Sayfalar

Dinin Türk Toplumuna Etkisi 2. Bölüm

İL DİNİ : ANAHAN + BABAHAN DİNİ

Oğuz adına olan Toplum düzeni, Toplum içine bir ikilik soktu. Bu ikilik BARIŞ anlamına gelen İL içinde, eski Anahanlıkla yeni Babahanlığı uzlaştırmak, barışçıl yoldan bağdaştırmak sayıldı. Topluma ikilik girmişti, ama henüz biri ötekine baskı yapıp üstünlük gösteremiyordu. Belki 4 mevsim dışında aşiretin ortak yıl ortası töreni ÖKÜZ tanrı, OĞUZ töresinin kökü oldu. Kadın egemenliği ile Erkek egemenliği Çin'deki gibi zıtlık içinde sayılmadı.

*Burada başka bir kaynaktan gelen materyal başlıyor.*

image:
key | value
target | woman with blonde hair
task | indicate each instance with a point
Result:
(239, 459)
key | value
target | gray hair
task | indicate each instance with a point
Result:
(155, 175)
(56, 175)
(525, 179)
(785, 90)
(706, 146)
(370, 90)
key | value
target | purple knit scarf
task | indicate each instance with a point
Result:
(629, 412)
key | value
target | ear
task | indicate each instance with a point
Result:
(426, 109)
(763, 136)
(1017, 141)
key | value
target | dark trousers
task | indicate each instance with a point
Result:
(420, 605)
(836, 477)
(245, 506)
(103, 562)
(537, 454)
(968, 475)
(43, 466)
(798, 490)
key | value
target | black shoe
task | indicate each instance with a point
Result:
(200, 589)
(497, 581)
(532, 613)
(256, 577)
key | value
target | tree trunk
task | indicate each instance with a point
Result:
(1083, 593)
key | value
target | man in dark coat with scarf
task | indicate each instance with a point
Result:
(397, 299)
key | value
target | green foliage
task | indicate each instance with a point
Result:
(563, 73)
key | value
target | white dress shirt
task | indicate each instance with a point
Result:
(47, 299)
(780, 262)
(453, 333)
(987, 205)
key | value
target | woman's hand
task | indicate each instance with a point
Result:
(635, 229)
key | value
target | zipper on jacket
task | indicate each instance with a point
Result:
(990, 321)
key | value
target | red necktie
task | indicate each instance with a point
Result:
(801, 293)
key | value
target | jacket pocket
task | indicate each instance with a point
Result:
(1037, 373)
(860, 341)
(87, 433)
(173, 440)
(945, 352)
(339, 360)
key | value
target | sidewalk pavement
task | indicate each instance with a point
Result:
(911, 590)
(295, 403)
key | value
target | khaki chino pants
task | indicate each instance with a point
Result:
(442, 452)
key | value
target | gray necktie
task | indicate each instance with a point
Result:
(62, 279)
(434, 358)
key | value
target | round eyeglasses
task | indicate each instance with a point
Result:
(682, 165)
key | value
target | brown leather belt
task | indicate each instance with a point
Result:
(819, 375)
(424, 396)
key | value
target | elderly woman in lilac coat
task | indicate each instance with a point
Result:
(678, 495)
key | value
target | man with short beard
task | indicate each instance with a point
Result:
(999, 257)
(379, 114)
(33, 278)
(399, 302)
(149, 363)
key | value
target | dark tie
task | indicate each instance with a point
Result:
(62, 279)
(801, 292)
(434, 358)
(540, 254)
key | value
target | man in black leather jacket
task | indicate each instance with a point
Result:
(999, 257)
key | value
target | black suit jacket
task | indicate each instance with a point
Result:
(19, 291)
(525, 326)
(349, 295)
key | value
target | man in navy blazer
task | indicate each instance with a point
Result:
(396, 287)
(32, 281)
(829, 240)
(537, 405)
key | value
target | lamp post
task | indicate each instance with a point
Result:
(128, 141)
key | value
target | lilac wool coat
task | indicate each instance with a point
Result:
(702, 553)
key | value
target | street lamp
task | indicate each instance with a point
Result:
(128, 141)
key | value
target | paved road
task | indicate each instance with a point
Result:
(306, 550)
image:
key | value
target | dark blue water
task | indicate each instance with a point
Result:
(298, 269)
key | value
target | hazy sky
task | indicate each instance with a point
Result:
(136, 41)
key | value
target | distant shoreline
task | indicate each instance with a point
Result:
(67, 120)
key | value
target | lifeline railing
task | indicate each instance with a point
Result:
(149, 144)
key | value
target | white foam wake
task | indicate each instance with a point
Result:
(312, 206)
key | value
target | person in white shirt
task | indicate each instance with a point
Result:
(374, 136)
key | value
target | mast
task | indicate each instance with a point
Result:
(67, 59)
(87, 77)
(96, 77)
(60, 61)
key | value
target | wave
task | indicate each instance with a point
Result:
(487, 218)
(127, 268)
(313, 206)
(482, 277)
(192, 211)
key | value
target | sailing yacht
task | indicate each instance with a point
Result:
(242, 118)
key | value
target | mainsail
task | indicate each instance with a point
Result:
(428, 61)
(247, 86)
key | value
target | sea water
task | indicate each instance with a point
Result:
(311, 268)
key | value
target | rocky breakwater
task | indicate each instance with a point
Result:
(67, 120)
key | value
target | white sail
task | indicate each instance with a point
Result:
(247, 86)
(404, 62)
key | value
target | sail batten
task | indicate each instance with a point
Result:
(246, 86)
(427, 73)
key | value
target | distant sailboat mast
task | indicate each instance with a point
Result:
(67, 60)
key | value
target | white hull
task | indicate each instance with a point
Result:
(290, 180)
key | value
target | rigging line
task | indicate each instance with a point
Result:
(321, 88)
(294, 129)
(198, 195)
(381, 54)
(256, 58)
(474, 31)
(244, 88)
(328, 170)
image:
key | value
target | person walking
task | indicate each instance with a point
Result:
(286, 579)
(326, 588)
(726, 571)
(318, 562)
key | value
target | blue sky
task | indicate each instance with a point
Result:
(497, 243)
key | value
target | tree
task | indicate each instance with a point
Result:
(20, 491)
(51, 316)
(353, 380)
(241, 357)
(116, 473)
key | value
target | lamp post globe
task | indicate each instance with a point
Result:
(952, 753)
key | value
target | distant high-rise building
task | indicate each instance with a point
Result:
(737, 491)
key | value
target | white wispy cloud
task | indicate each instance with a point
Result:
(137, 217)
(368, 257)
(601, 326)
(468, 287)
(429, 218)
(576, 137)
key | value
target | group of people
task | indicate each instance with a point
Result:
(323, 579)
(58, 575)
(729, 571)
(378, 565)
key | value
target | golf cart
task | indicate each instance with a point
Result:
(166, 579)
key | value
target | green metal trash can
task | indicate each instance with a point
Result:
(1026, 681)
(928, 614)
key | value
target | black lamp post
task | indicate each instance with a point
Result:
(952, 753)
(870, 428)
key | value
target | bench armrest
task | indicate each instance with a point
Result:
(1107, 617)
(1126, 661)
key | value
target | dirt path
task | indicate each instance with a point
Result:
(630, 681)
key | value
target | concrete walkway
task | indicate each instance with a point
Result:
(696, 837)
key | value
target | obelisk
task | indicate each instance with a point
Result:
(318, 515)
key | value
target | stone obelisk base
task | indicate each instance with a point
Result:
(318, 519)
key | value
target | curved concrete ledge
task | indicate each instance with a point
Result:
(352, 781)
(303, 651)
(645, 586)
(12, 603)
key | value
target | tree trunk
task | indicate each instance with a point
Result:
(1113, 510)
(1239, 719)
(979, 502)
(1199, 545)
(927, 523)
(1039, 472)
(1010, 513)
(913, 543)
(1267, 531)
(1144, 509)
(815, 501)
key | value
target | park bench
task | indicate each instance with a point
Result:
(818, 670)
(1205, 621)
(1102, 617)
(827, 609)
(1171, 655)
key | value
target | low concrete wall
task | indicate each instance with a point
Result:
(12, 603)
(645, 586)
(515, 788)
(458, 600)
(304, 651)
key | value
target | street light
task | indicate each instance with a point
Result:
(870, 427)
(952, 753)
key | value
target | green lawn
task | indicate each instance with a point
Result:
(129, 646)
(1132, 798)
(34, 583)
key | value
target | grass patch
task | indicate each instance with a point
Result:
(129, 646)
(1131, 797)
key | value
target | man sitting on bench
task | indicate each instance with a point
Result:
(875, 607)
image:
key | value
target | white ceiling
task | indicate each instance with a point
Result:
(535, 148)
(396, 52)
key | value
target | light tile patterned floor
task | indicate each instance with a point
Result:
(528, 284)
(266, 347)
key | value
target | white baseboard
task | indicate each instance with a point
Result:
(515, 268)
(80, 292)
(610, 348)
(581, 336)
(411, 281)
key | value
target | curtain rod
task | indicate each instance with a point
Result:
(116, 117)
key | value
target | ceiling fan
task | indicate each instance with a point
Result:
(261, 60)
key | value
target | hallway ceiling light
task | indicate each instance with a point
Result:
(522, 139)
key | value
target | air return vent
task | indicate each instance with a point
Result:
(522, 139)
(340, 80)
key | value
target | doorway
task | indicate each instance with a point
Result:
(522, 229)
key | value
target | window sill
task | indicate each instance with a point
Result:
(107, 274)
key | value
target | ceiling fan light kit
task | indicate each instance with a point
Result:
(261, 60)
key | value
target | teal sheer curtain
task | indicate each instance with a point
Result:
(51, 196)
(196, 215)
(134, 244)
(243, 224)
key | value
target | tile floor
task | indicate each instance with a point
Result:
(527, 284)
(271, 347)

"Çin sınıflamasından (Ak ve Kara) adlarıyla iki eşit olmayan tabakaya ayrılıyordu. İkinci (İl) sınıflanmasında ise; zümreler ve fertler, SAĞ ve SOL adları ile, birbirine değerce eşit ve birbirinin tamamlayıcısıdır. Bundan başka, kadın ve erkek cinsleri ak ve kara sınıflamasına değil de, SAĞ ve SOL sınıflamasına sokuldukları için, iki cins birbirinin eşiti ve tamamlayıcısıdırlar." (Keza, . 35).

İl toplumu Türk toplumunun anahancı eğilimine karşı henüz açıkça çıkmak cesaretini bulamaz. Ancak, erkeğin dıştan, zorba egemenlik eğilimini, Oğuz kutsallığının perdesi ardında kadına karşı yerleştirmekten de geri kalmaz.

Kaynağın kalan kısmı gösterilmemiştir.